Opposition home affairs and cyber security spokesperson James Paterson, late last week released a statement claiming the Albanese government’s “rush to renewable energy” has exposed Australia’s electricity grid to “potentially catastrophic cyber attacks.”

Paterson – a former fellow of the fossil fuel funded lobby group, the Institute of Public Affairs – is virulent anti-renewables and, like many of his Coalition partners, pro nuclear.

He says his latest concern is focused on a key part of the “renewables rush:” the almost 20GW of rooftop solar installed by Australian homes and businesses, even though the vast majority of it was installed on the Coalition government’s watch, particularly the push to “smart inverters”.
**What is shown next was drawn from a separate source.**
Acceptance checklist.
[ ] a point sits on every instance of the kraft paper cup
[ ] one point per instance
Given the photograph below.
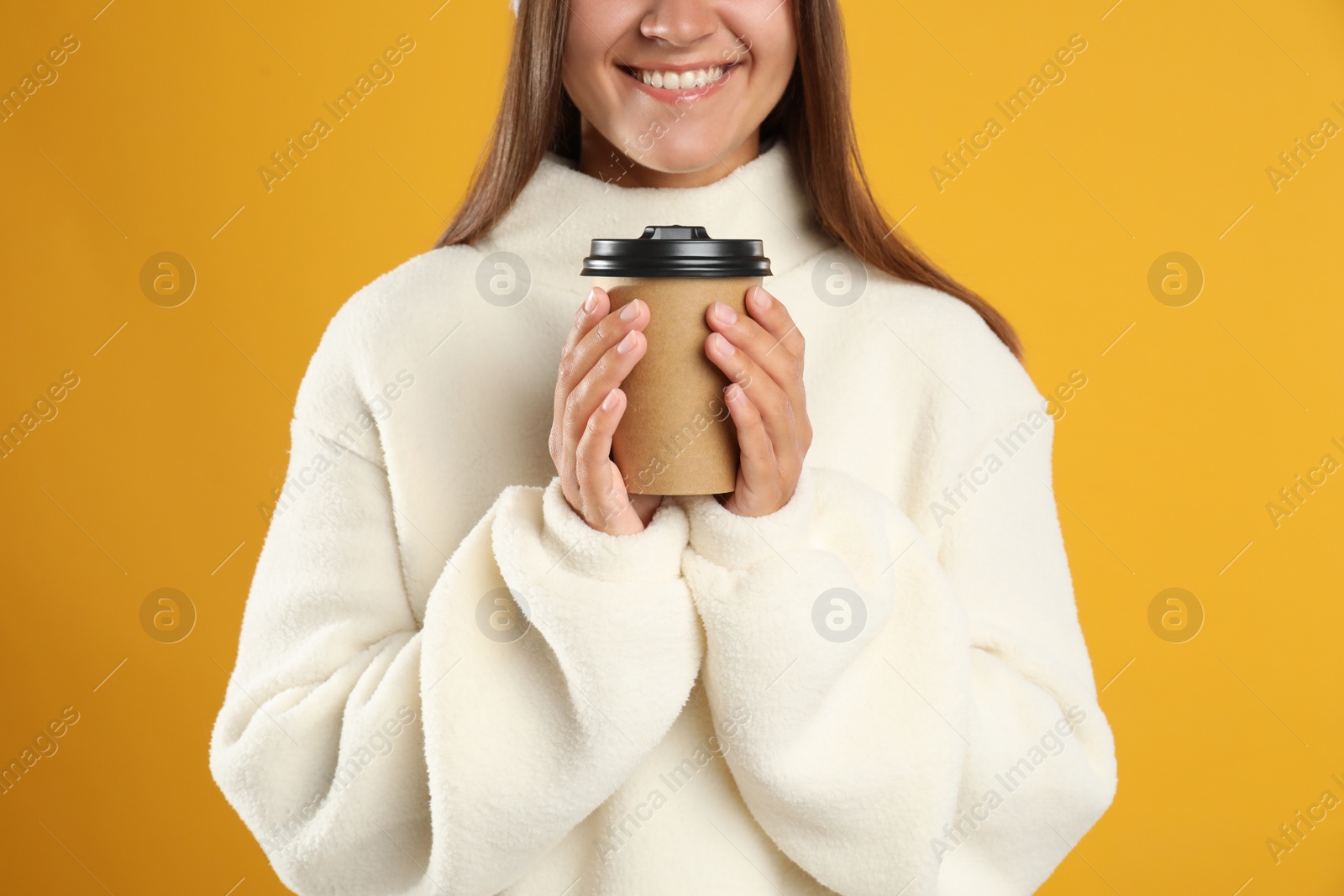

“Experts have said that the real danger point comes when these products reach a critical mass, when they reach a significant proportion of our rooftop solar and therefore a significant proportion of our electricity grid,” Paterson told Sky News on Friday.

“And then that could be disrupted by an external party, by a signals intelligence agency like the People’s Liberation Army’s cyberspace force or the Ministry of State Security cyber hacking unit.

“And that could not just damage those inverters and that source of power, it could actually do damage to our grid as a whole and take our whole grid offline,” he said.

“We cannot afford for our electricity grid to be riddled with exploitable cyber security vulnerabilities in the most dangerous strategic environment since World War II.”

The reality is somewhat different. It is true that Australian consumers continue to pile on the panels, at near record levels, in response to the price hikes caused by the very technologies that the Coalition is attached to, coal and gas.

Bizarrely, the Coalition is now ramping up its call for another even more expensive technology, nuclear power. Opposition leader Peter Dutton has made it a major plank of Coalition policy and the party has now imagined something called “micro nuclear” which it says can power hospitals and mines.

Liberals deputy leader Sussan Ley told the ABC Insiders program on Sunday that nuclear was the solution to soaring power bills. She was not pressed on why choosing the world’s most expensive technology – as described by most experts – would help address that problem.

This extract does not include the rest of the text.